Ci-dessous, les dernière pages…
Je la connais et je la reconnais, la plainte qui déferle parfois sur nos vies – je sais ce que tanguer veut dire, perdre pied.
Je sais les filets d'inertie que la plainte jette sur les meilleures volontés, son pouvoir d'opacité qui éloigne tout sourire et toute main tendue. Je sais la malédiction sociale qu'elle abat sur nos vies, et il faut des prophètes pour vous deviner vivants sous les décombres. Ou d'autres qui ont plongé avant vous et connaissent aussi l'effort démesuré qu'on paie pour rejoindre la rive des terres habitées.

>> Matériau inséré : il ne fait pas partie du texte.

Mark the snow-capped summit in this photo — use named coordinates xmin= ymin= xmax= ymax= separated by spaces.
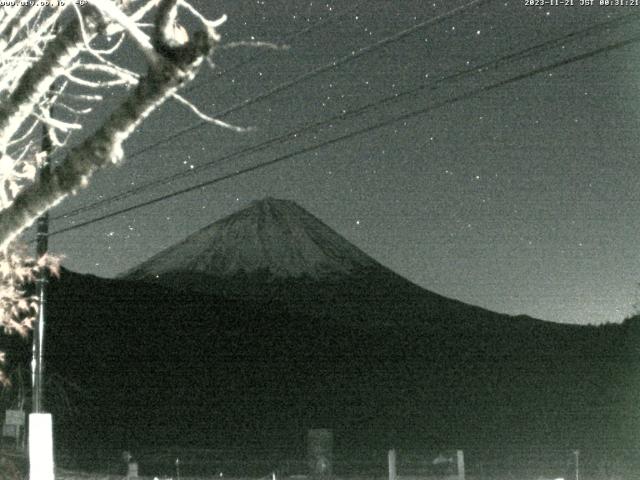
xmin=123 ymin=197 xmax=381 ymax=282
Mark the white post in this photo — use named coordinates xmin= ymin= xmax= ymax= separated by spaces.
xmin=456 ymin=450 xmax=465 ymax=480
xmin=28 ymin=413 xmax=54 ymax=480
xmin=388 ymin=449 xmax=397 ymax=480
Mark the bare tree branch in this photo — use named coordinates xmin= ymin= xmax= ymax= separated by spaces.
xmin=0 ymin=15 xmax=92 ymax=153
xmin=0 ymin=10 xmax=215 ymax=249
xmin=86 ymin=0 xmax=159 ymax=64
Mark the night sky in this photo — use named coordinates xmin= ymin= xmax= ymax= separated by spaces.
xmin=32 ymin=0 xmax=640 ymax=325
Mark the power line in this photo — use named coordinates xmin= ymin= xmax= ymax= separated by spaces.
xmin=44 ymin=33 xmax=640 ymax=239
xmin=108 ymin=0 xmax=491 ymax=163
xmin=52 ymin=10 xmax=639 ymax=222
xmin=444 ymin=10 xmax=640 ymax=82
xmin=51 ymin=0 xmax=490 ymax=220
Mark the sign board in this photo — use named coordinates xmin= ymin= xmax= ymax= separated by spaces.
xmin=2 ymin=424 xmax=18 ymax=438
xmin=5 ymin=409 xmax=25 ymax=426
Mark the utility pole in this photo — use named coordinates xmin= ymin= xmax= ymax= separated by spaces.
xmin=573 ymin=450 xmax=580 ymax=480
xmin=32 ymin=114 xmax=51 ymax=413
xmin=29 ymin=113 xmax=54 ymax=480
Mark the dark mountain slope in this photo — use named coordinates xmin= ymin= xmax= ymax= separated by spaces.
xmin=37 ymin=272 xmax=638 ymax=456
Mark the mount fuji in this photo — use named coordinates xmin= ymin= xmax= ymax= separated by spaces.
xmin=120 ymin=197 xmax=514 ymax=326
xmin=123 ymin=197 xmax=384 ymax=282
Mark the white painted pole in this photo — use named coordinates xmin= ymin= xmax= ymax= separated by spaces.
xmin=28 ymin=413 xmax=54 ymax=480
xmin=388 ymin=449 xmax=397 ymax=480
xmin=456 ymin=450 xmax=465 ymax=480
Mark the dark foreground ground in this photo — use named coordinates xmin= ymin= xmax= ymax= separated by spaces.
xmin=3 ymin=446 xmax=640 ymax=480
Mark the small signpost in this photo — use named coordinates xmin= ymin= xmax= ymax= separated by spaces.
xmin=2 ymin=409 xmax=25 ymax=449
xmin=127 ymin=461 xmax=139 ymax=479
xmin=307 ymin=429 xmax=333 ymax=478
xmin=122 ymin=451 xmax=139 ymax=479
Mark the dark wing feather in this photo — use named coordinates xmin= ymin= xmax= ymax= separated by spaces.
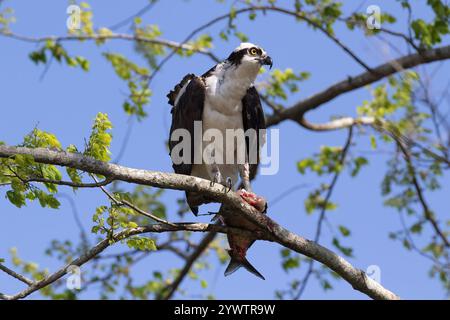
xmin=241 ymin=86 xmax=266 ymax=180
xmin=168 ymin=75 xmax=205 ymax=175
xmin=167 ymin=73 xmax=195 ymax=107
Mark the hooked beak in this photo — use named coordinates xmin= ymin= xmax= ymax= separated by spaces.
xmin=261 ymin=55 xmax=273 ymax=69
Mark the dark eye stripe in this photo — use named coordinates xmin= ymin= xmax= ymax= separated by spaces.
xmin=226 ymin=46 xmax=263 ymax=65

J'entends encore son roulis tout près de moi, parfois comme un vacarme, parfois comme un son plus lointain. Je sais qu'elle gronde toujours près d'un frère humain.
Il n'y a pas de formation universitaire qui prépare à la plainte, pas de recette pour la contrer. Seulement la vie brute comme un bain d'eau glacée, la descente spéléologique de nos propres profondeurs, l'avancée à la lanterne dans nos souterrains intimes. Le secret enfoui de nos malentendus qu'aucune sévérité ne saura mater. La tendresse qu'il faut se donner à soi-même pour pouvoir, ensuite, la donner à d'autres.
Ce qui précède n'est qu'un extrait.